There have been many great players and many great people to play for the University of Kentucky, but none quite like Willie Cauley-Stein, who was both. In his three seasons at UK, he transformed from an athletic project, raw but with potential, to the best defender in the country and a Player of the Year finalist. Off the court, he marched to the beat of his own drum, and for that, and his time volunteered around the community, he became a fan favorite.
Today we said goodbye to Willie Cauley-Stein when he announced he will enter this summer’s NBA Draft, forgoing his final season of college basketball. He leaves behind a storied career at Kentucky, beginning with an NIT loss in his freshman season followed by back-to-back trips to the Final Four, both ending in heartbreak. His experience was one he said he will never forget, and every fan across Big Blue Nation can say the same.
So tonight, as both parties move on, let’s look back at how we will forever remember Willie Cauley-Stein:
— Kentucky’s 25th consensus All-American, having earned first team All-American honors from the Associated Press, National Association of Basketball Coaches, the Sporting News, and United States Basketball Writers Association.
— The first player in school history to collect 200 or more career blocks and 100 or more career steals. Also one of eight players in program history to have 500 or more rebounds, 100 or more blocks, and 75 or more steals.
— These glasses:
— This hair:
— And this shirt:
— His ferocious dunks that killed opposing players from a number of schools, including Florida, LSU and Cincinnati. Each one of those are in the conversation for best dunks in the history of the program.
— His ability to guard all five positions, whether it be protecting the rim or stepping outside on a switch and locking down the other team’s biggest scoring threat. Maybe his best defensive play of his career: tipping Jerian Grant’s lethal stepback jumper to force a shot clock violation on the Irish’s most important possession of the Elite Eight game. Grant said afterward, “I think that was one of my best step-backs of the night, and I felt like I had created a lot of space.”
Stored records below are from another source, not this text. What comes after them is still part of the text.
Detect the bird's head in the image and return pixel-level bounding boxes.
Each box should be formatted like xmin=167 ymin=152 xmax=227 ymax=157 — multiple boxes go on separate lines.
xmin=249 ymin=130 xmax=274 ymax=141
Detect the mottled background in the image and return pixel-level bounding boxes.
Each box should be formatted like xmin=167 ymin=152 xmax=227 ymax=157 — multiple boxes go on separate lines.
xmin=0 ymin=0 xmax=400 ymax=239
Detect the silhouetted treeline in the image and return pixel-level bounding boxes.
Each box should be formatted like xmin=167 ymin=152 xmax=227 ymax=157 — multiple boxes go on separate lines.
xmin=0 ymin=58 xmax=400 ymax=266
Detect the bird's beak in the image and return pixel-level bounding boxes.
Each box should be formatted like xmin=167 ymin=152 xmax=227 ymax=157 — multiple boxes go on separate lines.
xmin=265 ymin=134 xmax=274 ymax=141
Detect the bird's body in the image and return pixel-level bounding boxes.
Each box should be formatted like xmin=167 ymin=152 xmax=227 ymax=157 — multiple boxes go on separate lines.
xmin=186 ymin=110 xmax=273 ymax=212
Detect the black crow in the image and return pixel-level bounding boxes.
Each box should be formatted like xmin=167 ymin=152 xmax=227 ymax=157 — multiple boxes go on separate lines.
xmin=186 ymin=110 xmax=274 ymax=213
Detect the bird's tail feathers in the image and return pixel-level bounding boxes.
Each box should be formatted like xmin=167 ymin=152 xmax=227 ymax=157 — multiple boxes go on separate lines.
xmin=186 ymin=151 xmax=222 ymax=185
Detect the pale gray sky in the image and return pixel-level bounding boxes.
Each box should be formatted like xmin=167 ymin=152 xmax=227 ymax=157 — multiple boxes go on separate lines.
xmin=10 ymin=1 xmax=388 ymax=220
— His injured ankle… and this scooter:
— A first team All-SEC Selection, SEC Defensive Player of the Year and SEC Tournament MVP as a junior.
— The Energy Bus, his favorite book. He hated reading when he got to Kentucky, so he and Coach Cal started a book club. Cal would assign him one book every week and the two would sit down and discuss it when he was done.
— The fact that he played football in high school. Did you know he played football in high school?
— For reasons beyond me, some fans felt the need to tattoo his face on their leg:
— That time he explained his plans to survive a zombie apocalypse and how the Wildcat Lodge is a dangerous place to be should one occur while he’s at UK. “There’s only a couple ways out and too much glass,” he said. “There’s too many glass windows and you can’t get past that.”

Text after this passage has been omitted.